Cette idée forte a été dite par un next gen’ lors d’une conférence entre entreprises familiales. Cela a suscité des réactions de surprise, puis a fait réfléchir l’assemblée pour plusieurs heures.
Les entreprises familiales, en particulier après plusieurs générations, se définissent souvent par leur métier, et par les produits qu’elles proposent : « nous sommes des artisans », « nous sommes fiables, à l’image de nos produits » … Parfois, au fil des décennies, les valeurs de la famille sont ainsi construites en fonction du métier, la rigueur comme l’optimisation technique permanente, l’humilité comme la sécurité patrimoniale. Mais certaines entreprises proposent des produits ou des services « historiques » qu’elles ne savent plus remettre en cause, par peur de trahir la volonté des générations précédentes, par des mécanismes culturels d’ancrage.
Cette persistance peut avoir une influence dommageable à la fois sur la santé de l’entreprise, mais aussi sur la cohésion de la famille.

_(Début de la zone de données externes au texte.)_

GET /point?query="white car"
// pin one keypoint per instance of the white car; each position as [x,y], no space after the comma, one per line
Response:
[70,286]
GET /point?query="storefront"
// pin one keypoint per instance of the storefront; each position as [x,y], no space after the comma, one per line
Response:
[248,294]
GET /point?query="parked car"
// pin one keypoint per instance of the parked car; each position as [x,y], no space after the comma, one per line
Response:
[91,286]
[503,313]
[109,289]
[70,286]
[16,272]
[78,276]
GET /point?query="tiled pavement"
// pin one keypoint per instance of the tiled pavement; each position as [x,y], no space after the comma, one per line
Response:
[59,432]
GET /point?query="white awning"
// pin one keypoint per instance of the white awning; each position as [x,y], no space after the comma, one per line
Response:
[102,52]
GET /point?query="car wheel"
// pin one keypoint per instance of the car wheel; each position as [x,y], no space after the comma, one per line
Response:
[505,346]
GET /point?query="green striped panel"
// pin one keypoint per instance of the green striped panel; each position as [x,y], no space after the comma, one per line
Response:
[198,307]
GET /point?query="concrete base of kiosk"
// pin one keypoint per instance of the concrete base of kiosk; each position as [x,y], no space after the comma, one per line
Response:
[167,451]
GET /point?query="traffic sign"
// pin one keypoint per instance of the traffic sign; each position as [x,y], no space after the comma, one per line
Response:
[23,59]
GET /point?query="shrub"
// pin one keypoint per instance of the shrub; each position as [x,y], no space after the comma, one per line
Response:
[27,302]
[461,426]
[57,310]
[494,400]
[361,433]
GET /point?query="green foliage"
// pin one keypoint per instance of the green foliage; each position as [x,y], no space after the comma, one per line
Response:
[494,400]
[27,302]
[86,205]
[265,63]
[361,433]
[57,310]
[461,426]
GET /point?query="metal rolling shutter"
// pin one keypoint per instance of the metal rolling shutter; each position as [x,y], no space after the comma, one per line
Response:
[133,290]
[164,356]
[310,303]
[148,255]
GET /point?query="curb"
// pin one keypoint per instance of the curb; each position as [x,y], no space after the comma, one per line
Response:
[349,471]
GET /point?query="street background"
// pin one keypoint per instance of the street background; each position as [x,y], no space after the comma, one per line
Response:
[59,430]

Sur la santé de l’entreprise, car les produits en question ne correspondent plus forcément aux attentes du marché, et dans un contexte de forte concurrence et d’accélération, il est risqué de manquer de souplesse ou d’adaptation.
Sur la cohésion de la famille, car les nouvelles générations sont entravées dans leur créativité. Elles ressentent qu’elles n’ont pas vraiment le choix, qu’elles doivent se « soumettre » aux modes de gestion ou de direction, aux orientations historiques, ou alors elles doivent se retirer.
Quand François, 50 ans, raconte son parcours dans l’entreprise familiale, c’est avec une note de regret, et un peu de frustration : « toute ma vie, je n’ai pas pu réinventer notre métier, y apporter mon talent. Je n’ai fait que reproduire ce que l’on attendait de moi, et aujourd’hui, je ne sais plus très bien ce que je vaux, et surtout je ne me reconnais pas vraiment dans le projet de la famille. »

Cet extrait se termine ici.